Surprised, Liz said, “Why?”

“Your mother wouldn’t like it, of course. But what’s the old saying about people going about their business as long as they don’t do it in the street and frighten the horses?”

“Wow, Dad,” Liz said. “Have you become a Democrat?”

Her father shuddered. “Scarcely. But where does Mary go on Tuesday nights?”

“You could ask her. Where she goes, I mean, not if she’s gay. Well, you could ask her that, too, although I don’t know if I would.” Liz had concluded some years earlier that Mary wasn’t interesting enough to be gay. All the gay people Liz knew in New York, both men and women, were a little more something than average—a little more thoughtful or stylish or funny—though perhaps, Liz reflected, it was New York itself rather than gayness that accounted for their extra appeal.
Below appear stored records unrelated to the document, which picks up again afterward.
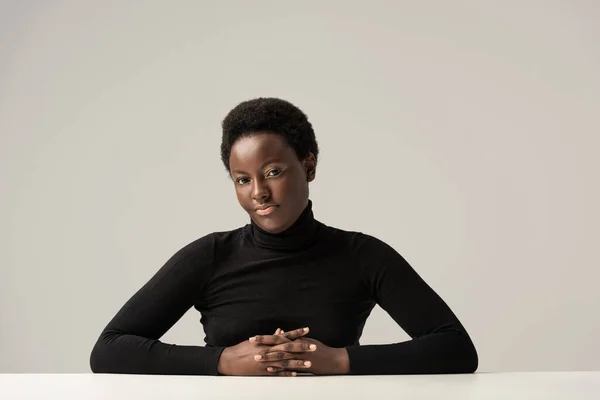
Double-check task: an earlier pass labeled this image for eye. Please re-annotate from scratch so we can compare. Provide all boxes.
[267,169,281,176]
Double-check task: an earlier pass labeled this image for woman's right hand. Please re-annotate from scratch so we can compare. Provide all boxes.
[218,328,312,376]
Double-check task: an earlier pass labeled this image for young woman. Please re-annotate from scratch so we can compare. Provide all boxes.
[90,98,478,376]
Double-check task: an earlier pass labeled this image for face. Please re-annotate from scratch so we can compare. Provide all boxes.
[229,133,316,233]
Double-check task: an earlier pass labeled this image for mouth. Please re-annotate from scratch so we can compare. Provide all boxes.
[255,204,278,217]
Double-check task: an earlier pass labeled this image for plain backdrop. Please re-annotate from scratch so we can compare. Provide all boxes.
[0,0,600,372]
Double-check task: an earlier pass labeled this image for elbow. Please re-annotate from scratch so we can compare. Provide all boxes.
[89,333,118,374]
[455,333,479,374]
[90,338,108,374]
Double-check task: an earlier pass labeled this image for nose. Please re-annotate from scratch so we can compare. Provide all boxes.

“If Mary has a friend she doesn’t think she can bring to dinner, that’d be rather a shame,” Mr. Bennet said. “Her significant other deserves to suffer as much as the rest of us.” He was looking at Liz directly, and she tried not to squirm. Was he talking about Mary, or was he actually alluding to her and Jasper?

“She must have her reasons,” Liz said. “You did just say yourself that Mom would be horrified.”

“Your mother is horrified many times a day.”

“At least now Mom has Chip Bingley to pin her hopes on. Did you know he and Jane went out for the second time last night? They went to a movie.”

Before Mr. Bennet could answer, the door opened, and there appeared a male nurse in aqua-colored scrubs, carrying the plastic saw with its round blade at one end; the entire contraption wasn’t much larger than an electric toothbrush. “Fred!” the nurse said, though they had never met. “How are we today?”

Reading the nurse’s name tag, Mr. Bennet replied with fake enthusiasm, “Bernard! We’re mourning the death of manners and the rise of overly familiar discourse. How are you?”